Runbook — Adding a service to the catalog¶
Owner : cvntrade-ops
Status : production
Story : CVN-N012-EA-S02 (wp#96)
Linked module : console-next/lib/catalog/
This runbook covers the day-2 operation of adding (or updating) a service entry in the IDP catalog. Catalog content is read-only at runtime — every change goes through a git PR, which is itself the audit trail per ADR-78 stub invariant I7 (formal documentation/adr/0078-...md lands as a follow-up PR per CVN-N012-EA-S04).
1. Add a new service¶
1.1 Create the YAML file¶
Create documentation/catalog/<service-name>.yaml (one file per service, kebab-case name, must match metadata.name inside the file).
Template — copy and adjust :
apiVersion: backstage.io/v1alpha1
kind: Component
metadata:
name: <service-name>
description: >-
Short paragraph (one or two sentences).
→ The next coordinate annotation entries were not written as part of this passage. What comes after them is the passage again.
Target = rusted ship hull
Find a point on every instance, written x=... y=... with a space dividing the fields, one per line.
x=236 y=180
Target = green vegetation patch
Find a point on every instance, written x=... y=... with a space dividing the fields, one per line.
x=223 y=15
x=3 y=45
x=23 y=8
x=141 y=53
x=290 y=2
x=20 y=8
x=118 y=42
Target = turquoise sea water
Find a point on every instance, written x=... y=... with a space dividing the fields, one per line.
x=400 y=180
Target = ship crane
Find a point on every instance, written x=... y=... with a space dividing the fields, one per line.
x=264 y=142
What does this service do, where
does it run, who depends on it.
tags:
- <free-form keyword>
- production
links:
- url: https://<service>.cvntrade.eu
title: <service> UI
- url: https://grafana.cvntrade.eu/d/<dashboard-uid>
title: Grafana — <service>
spec:
type: service # service | library | website | documentation
owner: cvntrade-ops # OIDC group claim (see lib/catalog/owners.ts)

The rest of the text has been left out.